Gürcistan’da görülmesi gereken diğer yapıtlar
-Gremi Kalesi
Gürcistan’ın Kaheti bölgesinde bulunan Gremi Kalesi, 1500’lü yıllarda kalma bir anıttır. Kraliyet kalesi ve Büyük Melekler Kilisesi’nin birleşimiyle oluşan yapı, dağlık bölgede yüksek bir tepeye konumlandırılmıştır. Geleneksel Gürcü duvarcılığı ile çağdaş İran mimarisinin yorumlanması sonucu ortaya çıkmıştır.
-Ananuri Kompleksi
Kilise, kale ve kulelerden oluşan Ananuri kompleksi, Gürcistan’ın en önemli mimari eserlerindendir. Hem mimari olarak hem de karlı dağlar ve masmavi bir manzara eşliğinde mükemmel bir görünüme sahip olan komplekste gezmeye doyamayacaksınız. Dağları ve tepeleri aşarak ulaşabileceğiniz Ananuri çevresinde konaklama imkanı olmadığı için kamp yapmak veya hava kararmadan şehir merkezindeki otelinize dönmek seçeneklerini kullanabilirsiniz.
-Tobavarchkhili Gölü
Adını okumakta he ne kadar zorlansanız da sizi karşılayan manzarayla buluştuğunuzda Tobavarchkhili Gölü’nden ayrılmak istemeyeceksiniz. Yemyeşil vadinin arasında, rengarenk çiçeklerle mavi gölün buluşması yer yüzünde olduğunuzu unutturacak.
-Martvili Kanyonu
Macera dolu sporların ve doğa yürüyüşlerinin yapıldığı Martvili Kanyonu’nda bol şelale sesleri ve kuş sesleriyle orman içerisinde huzurlu bir gezi yapabilir ve köprüler üzerinden berrak suyun dibinde yüzen kocaman balıkları izleyebilirsiniz. Kanyonda 300-400 metrelik kano turlarına katılabilirsiniz.
Gürcistan’a ne zaman gidilir?
Karadeniz ile benzer iklim özellikleri taşıyan Gürcistan’da kışları çok soğuk olduğu için gezmek için uygun bir mevsim değildir.
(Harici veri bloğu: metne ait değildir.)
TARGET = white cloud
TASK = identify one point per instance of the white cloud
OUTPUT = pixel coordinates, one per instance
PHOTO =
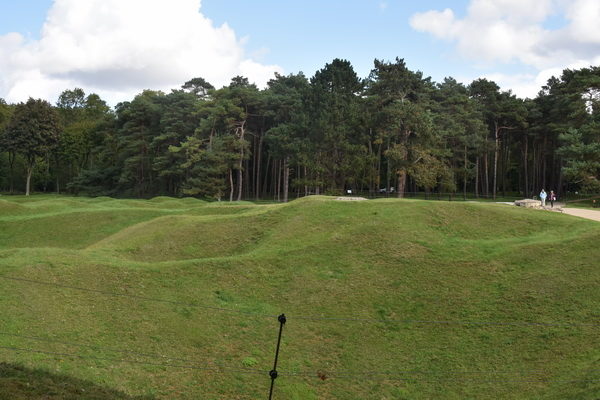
(118, 48)
(497, 32)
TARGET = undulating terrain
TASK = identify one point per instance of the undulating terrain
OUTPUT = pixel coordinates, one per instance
(166, 298)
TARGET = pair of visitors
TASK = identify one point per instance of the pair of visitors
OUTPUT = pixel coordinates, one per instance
(552, 198)
(543, 196)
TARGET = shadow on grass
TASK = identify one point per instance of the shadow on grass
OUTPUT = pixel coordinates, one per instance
(20, 383)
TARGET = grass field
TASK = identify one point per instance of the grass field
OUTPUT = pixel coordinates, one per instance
(177, 299)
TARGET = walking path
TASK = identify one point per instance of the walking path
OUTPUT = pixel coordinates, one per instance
(583, 213)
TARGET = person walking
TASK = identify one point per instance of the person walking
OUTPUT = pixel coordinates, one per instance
(543, 196)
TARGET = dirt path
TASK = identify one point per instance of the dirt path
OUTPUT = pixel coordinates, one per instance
(583, 213)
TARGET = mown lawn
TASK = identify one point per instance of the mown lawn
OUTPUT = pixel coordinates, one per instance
(385, 299)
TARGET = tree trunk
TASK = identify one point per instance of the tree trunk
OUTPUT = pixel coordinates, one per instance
(266, 179)
(401, 184)
(477, 177)
(11, 163)
(465, 175)
(525, 169)
(496, 151)
(258, 162)
(28, 181)
(230, 185)
(286, 179)
(486, 175)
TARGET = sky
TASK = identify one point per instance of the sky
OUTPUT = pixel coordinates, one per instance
(117, 48)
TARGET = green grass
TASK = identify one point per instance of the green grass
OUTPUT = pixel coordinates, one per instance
(389, 260)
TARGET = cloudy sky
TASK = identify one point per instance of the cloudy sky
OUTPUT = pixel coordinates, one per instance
(119, 47)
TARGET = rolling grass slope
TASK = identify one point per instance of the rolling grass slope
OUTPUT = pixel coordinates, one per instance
(410, 299)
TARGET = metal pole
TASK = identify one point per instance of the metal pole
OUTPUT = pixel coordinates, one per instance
(273, 372)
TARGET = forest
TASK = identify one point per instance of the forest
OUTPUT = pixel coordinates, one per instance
(394, 132)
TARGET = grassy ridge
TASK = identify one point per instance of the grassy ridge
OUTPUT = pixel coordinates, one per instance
(384, 259)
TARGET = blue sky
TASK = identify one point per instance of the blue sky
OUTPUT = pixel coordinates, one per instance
(119, 47)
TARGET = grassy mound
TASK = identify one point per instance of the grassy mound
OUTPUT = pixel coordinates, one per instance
(411, 299)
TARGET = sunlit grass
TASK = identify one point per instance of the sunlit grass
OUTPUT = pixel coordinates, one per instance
(389, 260)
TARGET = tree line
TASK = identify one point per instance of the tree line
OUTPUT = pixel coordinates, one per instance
(394, 131)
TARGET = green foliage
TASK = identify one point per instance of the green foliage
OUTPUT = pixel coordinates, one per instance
(396, 260)
(332, 132)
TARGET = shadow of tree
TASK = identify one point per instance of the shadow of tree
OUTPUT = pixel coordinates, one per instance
(20, 383)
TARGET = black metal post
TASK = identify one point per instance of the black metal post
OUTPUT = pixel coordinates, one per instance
(273, 372)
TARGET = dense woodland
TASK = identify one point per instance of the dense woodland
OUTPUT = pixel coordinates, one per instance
(395, 131)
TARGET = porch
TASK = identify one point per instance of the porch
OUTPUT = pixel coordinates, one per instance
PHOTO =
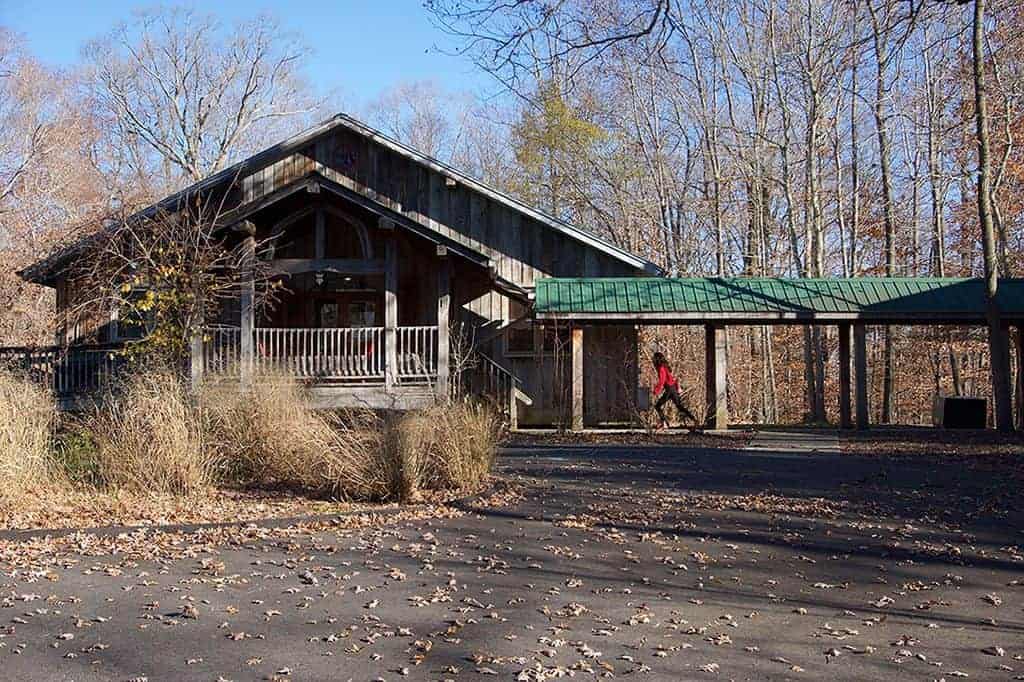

Bahar ve yaz dönemlerinde Gürcistan’ı daha rahat gezebilir doğal güzelliklerini tam mevsiminde gözlemleyebilirsiniz.
Gürcistan’da ne yenir?
Mısır, ceviz, lahana ve pancar gibi çeşitli sebzeler, tulum peyniri ve çayın önemli bir yere sahip olduğu Gürcü mutfağında Haçapuri, ülkeye gelen her turistin mutlaka denediği ve çok sevdiği bir hamur işidir. İçi oyulan ekmeğin içine önce peynir eritilip sonra üzerine yumurta kırılıp tereyağı sürülen bu lezzet çayınızın yanında enfes bir öğün olacaktır. Ayrıca Gürcülerin milli çorbası olarak kabul edilen Harço çorbası etli, pirinçli ve bol kişniş otuyla içinizi sıcacık ısıtacaktır.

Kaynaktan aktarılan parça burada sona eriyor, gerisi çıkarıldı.